Josie looked at the clock beside her bed. She’d lost track of time. It was after three in the morning. “Couldn’t sleep. Why are you home?”

“Chief sent me home. We’re kind of at an impasse. We’ve questioned everyone and their mother, collected a shit-ton of evidence and now we’re just waiting for something to break. He said I needed rest. Like you.”

Trout hopped up onto the bed and curled up at Josie’s feet. Noah started pulling off his clothes and dropping them into the hamper until he was wearing nothing but his boxers. Exhausted though she was, Josie couldn’t help but admire him as he climbed into bed next to her, positioned on his side. “Josie,” he said. “You can’t keep going like this. Did you talk to Dr. Rosetti?”

“Of course I did,” she said, eyes drawn to the puckered flesh at his right shoulder. She’d given him the scar when she shot him. It had been during the case that led them all to what the Denton teens now called “Murder Mountain.” At the time, Josie hadn’t known who to trust, and she’d been focused on saving a very damaged girl. She’d shot him and he’d covered for her, lied for her, proved himself to be on the side of justice no matter what it cost him. She’d almost forgiven herself for shooting him. He’d forgiven her the instant it happened.

“What did she say?” Noah asked.

“That I’ve got trauma on top of trauma on top of more trauma and that I’d barely begun to start processing my childhood stuff, let alone Ray’s death and my grandmother’s murder, when Mettner died holding my hand. She thinks I would”— here she used air quotes— “‘benefit’ from a retreat.”

“What kind of a retreat?”

Josie threw her hands in the air and let them fall back to her thighs, causing Trout’s head to shoot up. Once he figured out there was nothing to be alarmed about, he rested it back on the bed with an admonishing huff. “I don’t know,” Josie said. “A retreat with some uber-famous psychologist or life coach or some shit like that. Like the kind where you go into the mountains with no electronics and chant, I guess. I didn’t ask because I’m not going.”
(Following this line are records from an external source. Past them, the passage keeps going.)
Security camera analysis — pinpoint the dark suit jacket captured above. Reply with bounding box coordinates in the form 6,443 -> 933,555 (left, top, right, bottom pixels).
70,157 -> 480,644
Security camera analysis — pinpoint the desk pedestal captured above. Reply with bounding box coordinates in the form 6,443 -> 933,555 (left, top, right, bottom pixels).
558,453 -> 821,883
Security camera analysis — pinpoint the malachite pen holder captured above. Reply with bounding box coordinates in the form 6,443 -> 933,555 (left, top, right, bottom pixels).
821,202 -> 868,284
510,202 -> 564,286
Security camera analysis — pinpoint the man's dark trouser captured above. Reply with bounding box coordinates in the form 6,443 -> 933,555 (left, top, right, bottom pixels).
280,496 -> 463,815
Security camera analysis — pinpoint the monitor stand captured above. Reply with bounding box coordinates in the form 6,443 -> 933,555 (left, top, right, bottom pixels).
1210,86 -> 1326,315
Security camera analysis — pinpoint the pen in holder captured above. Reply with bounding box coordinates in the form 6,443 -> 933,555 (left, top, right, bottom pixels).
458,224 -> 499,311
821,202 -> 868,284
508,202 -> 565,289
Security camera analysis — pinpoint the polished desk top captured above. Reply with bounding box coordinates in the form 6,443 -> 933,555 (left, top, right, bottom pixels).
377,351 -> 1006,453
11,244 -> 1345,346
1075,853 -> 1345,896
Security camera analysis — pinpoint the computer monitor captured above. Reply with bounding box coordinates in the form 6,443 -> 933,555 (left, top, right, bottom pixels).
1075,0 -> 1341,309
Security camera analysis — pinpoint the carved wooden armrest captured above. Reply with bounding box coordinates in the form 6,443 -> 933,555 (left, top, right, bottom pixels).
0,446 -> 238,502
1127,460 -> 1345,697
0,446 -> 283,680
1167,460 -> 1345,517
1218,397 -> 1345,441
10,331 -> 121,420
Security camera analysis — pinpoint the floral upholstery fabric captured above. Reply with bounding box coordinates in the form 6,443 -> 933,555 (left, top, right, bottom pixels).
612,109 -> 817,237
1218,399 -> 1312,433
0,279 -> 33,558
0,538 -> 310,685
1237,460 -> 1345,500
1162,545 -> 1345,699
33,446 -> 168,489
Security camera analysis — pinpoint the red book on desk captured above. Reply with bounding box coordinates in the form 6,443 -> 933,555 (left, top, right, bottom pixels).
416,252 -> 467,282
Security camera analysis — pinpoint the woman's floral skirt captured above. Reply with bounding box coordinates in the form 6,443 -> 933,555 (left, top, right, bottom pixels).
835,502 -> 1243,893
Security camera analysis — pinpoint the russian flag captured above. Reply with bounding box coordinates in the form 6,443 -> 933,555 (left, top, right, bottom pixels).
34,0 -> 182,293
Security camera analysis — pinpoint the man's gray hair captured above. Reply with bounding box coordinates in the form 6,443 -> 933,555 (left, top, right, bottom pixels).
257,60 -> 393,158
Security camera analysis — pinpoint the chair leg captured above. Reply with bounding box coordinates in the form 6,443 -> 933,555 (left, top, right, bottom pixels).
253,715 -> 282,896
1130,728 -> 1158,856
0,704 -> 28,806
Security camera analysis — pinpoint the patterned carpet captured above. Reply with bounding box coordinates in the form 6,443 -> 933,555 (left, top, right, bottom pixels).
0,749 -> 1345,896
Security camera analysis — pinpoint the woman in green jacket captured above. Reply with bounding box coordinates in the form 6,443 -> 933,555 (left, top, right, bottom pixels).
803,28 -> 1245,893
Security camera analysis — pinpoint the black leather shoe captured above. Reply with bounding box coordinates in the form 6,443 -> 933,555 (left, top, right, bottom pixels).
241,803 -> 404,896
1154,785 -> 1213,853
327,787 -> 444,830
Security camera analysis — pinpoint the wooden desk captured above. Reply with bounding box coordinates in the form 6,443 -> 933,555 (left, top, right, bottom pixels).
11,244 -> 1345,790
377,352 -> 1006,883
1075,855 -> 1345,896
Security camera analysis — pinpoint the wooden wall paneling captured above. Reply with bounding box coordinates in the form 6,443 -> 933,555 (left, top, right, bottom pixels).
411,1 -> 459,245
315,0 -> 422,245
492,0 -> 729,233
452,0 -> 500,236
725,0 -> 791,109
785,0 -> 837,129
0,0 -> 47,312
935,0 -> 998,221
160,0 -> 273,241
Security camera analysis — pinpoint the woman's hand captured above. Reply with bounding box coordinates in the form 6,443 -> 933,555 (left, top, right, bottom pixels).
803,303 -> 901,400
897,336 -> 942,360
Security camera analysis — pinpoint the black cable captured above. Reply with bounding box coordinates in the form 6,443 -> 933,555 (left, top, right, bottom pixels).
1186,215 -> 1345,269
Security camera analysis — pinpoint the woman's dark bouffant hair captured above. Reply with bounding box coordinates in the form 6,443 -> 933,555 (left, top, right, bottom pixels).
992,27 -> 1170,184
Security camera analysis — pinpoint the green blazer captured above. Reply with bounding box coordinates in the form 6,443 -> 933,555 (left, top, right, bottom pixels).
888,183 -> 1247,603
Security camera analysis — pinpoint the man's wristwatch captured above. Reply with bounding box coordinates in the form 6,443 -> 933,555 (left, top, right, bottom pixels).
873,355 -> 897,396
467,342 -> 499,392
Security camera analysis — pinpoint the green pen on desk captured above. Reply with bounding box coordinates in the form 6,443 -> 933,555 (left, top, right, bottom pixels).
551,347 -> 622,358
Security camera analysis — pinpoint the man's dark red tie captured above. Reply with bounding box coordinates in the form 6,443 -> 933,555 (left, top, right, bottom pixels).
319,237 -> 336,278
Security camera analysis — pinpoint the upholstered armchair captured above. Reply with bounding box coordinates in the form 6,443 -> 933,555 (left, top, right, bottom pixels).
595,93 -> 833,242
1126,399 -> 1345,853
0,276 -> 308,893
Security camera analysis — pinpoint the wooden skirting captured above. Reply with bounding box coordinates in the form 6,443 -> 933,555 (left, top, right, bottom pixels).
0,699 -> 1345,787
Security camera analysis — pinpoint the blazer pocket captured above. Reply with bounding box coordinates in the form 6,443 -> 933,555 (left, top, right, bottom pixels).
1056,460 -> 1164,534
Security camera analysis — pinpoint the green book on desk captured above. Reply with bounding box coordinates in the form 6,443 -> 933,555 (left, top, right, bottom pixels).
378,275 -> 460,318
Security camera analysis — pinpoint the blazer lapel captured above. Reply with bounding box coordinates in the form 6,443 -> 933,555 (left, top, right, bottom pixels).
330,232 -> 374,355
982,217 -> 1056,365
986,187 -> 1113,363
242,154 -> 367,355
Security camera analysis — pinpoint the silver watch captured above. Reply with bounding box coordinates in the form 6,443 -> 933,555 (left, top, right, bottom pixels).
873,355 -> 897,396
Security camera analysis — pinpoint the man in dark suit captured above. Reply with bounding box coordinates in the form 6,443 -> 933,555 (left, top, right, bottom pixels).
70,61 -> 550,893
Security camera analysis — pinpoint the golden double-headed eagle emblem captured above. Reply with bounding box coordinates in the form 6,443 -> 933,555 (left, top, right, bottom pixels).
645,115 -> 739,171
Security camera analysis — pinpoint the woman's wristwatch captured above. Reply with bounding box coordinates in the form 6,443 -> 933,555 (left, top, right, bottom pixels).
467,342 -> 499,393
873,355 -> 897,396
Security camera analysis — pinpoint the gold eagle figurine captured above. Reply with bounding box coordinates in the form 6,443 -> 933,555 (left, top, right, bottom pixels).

He reached across the bed and took her wrist in his hand. Instantly, she felt a warm wave of something pulse through her body. She was never quite sure what it was exactly—relief, comfort, relaxation, but his touch was a natural tension-reliever. “Why not?” he asked, pulling her toward him.

She moved into him, stretching out onto her side so they were facing one another. “Because the idea is stupid, don’t you think? I’ve been seeing Dr. Rosetti for three years and we haven’t scratched the surface of my trauma. A week in the woods is supposed to solve all my problems?”

Noah laughed softly. “I’m sure that’s not what Dr. Rosetti was trying to sell you. If a week in the woods worked that well, we wouldn’t need psychologists.”

“Noah, please,” Josie said.

He pushed a strand of her hair off her cheek. “Josie, all I’m saying is, why don’t you find out more information before you reject this out of hand? Find out what it’s about and why she recommends it in the first place. Then decide. She’s gotten you this far, hasn’t she?”

Josie touched his scar, gently trailing her fingernails over it. “What does that mean?”